28th June 2021
- Hannah G
- Aug 1, 2021
- 2 min read
Design
To improve my bomber jacket toile I’ve started to experiment with how the yoke and hem could be smocked rather than seam. At first, I did this by expanding the pattern with the smocking in parallel lines. Then I tried to figure out how the yoke section could be pleated in a way to create the curved yoke shape. But after lots of experimentation I learned that this wouldn’t work as extra fabric is needed under the arm to bring up the smocking. Therefore, I tried to create a vent for extra fabric, but this didn’t work either. So, I went back to my original pattern toile and pinned the sample I created to figure out the pleats and smocking for the one-piece jacket to the yoke. This looked like an over layer and frill which could work to create the curved yoke without a visible seam. Instead, the seam would be on the layer underneath. The sample hung over the seam which looked like a frill, and I thought about how the overlay could either stop at the shoulder or go over it. The hem section would work as a grown on smocked section as this part is parallel.
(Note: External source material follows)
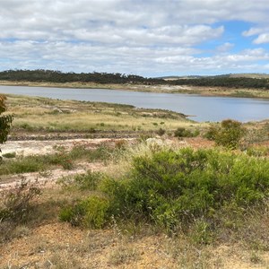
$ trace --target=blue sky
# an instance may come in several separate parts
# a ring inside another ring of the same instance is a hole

From my research of historical sleeves, I learned that the puff sleeve shapes kept there shaped due to the lining underneath being shorter. Therefore, I created a shorter lining for the nylon sleeve sample I’d made. A storm cuff would also keep the sleeve up as it is fitted to the wearer’s wrist. This ribbed cuff also fits with the sportswear aesthetic that I’ve started to go with. The cuff could be completely on the inside or visible on the outside.
Later in the week I made a smocked overlay piece by expanding the original yoke. The piece looked great on the jacket toile, but the neckline was too big. This is because I made the same number of smocks on the neck and yoke in a sunshine shape. So next I made another sample that had a different number of smocks o the neckline. Originally, I thought the collar and yoke could be all one piece, but because of the shape and amount of fabric of the pieces this isn’t possible. This means I will create a separate collar which goes into the smocking. The collar could be plain, ribbed or even pleated to mirror the pleats on the sleeve.
The neckline of the next sample was better but it still didn’t fit the neck properly. Changing the position of the neckline pleats also meant the shoulder stuck out so the extra fabric needs to be removed on the pattern. Rather than smocking a whole new yoke I just did the collar. This is because each sample takes a long time to sew up. By moving the position of the smock and size of them the neckline now fits well.